Cara Amiga,
Em sua última carta dizia-me que
tinha se relacionado com um rapaz quando tinha 31 anos, que foi sua primeira
experiência amorosa e sexual, e que até hoje aos 63 anos, ainda o amava e
perguntava-me: é possível tamanha paixão transformar-se em amor e guardar por
tanto tempo tamanho vigor?
Afirmo-lhe que sim, desde que esta
relação fosse compartilhada a dois, que vocês tivessem o mesmo grau de
investimento nesse relacionamento e que juntos levassem uma vida ativa e nova,
aventurosa e interessante, que descobrissem coisas diferentes e que lutassem juntos
diante todas as dificuldades exteriores – ombro a ombro por um projeto comum.
Viveriam os obstáculos e criariam solidariedade numa ação comum, onde juntos
quereriam aquilo que interessava a cada um e a ambos. É como, elaborar novos
itinerários, pois repetir passos idênticos, experiências já provadas,
dificuldades conhecidas, já imaginadas e vividas seria totalmente destrutivo a
paixão, seria saborear um alimento sem tempero. Logo, ter novas experiências
juntos é a chave do enamoramento, uma eterna viagem de núpcias.
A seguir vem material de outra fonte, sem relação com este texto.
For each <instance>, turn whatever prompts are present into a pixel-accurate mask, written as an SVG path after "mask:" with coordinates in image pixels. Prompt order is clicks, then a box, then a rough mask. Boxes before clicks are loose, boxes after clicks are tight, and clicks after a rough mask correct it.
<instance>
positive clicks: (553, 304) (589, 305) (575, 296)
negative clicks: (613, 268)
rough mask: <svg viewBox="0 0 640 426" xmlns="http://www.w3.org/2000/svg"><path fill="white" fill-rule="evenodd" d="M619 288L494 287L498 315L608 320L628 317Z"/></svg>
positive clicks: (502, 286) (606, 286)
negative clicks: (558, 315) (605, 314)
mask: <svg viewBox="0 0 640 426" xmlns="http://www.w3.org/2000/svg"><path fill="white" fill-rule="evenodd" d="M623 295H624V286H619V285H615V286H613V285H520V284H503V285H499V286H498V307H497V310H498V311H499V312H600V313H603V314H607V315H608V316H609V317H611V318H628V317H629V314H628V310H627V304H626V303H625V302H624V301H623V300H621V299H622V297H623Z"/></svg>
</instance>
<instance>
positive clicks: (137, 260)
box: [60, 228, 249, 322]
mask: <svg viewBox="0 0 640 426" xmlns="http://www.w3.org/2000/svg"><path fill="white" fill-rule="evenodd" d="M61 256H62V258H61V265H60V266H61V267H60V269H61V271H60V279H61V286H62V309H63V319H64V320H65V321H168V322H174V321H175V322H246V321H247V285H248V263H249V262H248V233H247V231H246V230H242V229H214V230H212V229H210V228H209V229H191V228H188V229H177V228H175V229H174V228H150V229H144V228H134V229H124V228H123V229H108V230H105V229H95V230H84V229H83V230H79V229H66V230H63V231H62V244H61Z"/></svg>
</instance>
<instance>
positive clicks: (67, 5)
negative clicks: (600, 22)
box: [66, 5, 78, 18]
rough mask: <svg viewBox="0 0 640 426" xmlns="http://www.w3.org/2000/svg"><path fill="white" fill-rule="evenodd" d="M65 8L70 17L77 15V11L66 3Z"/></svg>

Sabe amiga, estar enamorada é uma
exploração possível, a pessoa pela qual nos envolvemos constitui para nós uma
modalidade com que modificamos radicalmente a nossa experiência cotidiana.
Enamorados, nos sentimos mais vivos, capazes de construir coisas novas,
fantasiosas, faz-nos entrever uma vida rica, mais alegre e fascinante, cheia de
emoções intensas, de coisas maravilhosas, de descobertas constantes e até mesmo
de riscos. Afinal Clarice Lispector em sua crônica chamada “Mude” já afirmava:
“repito por pura alegria de viver: que a salvação é pelo risco, sem o qual a
vida não vale a pena!”.
Contudo, o nosso cotidiano surge
pouco a pouco como uma renúncia a tudo isso, para transcendê-lo é necessário à
reafirmação do imaginário, da fantasia sobre a realidade vivenciada. Mas não
esqueça é uma viagem em conjunto, que requer que a iniciativa seja de ambas as
partes, pois exigem de nós o enfrentamento de duras penas, descobertas e
confrontos, numa continua reinterpretação do mundo e reexame do passado. Há
quem encare como luta, outros como poesia, ou simplesmente como a capacidade de
se maravilharem consigo mesmos, procurando sem cessar, não o que dá segurança
ou o que já se conhece, mas o desafio, a criação e a beleza. Todavia, a viagem
exterior é apenas a ocasião, o instrumento para uma longa e continua viagem
interior, assim como, a viagem ao interior é um estímulo para a viagem
exterior.
A vida, mui amiga querida, cria o
encontro, os projetos, as provas, as ocasiões. Precisamos nos mover nessa
correnteza com uma pequena canoa em meio à tempestade, embora não sejamos nós
que fazemos as ondas e nem a modificamos. Podemos atravessar o mar, com alegria
ou fadiga, ou com ambas, e chegar à margem, ou também não chegar. Quem sabe,
mais do que uma arte do amor ou do apaixonamento, seja necessário sabermos que
se trata de fazermos escolhas, cada vez mais e mais conscientes da nossa
humanidade, o que nos torna humildes e menos onipotentes ante a vida.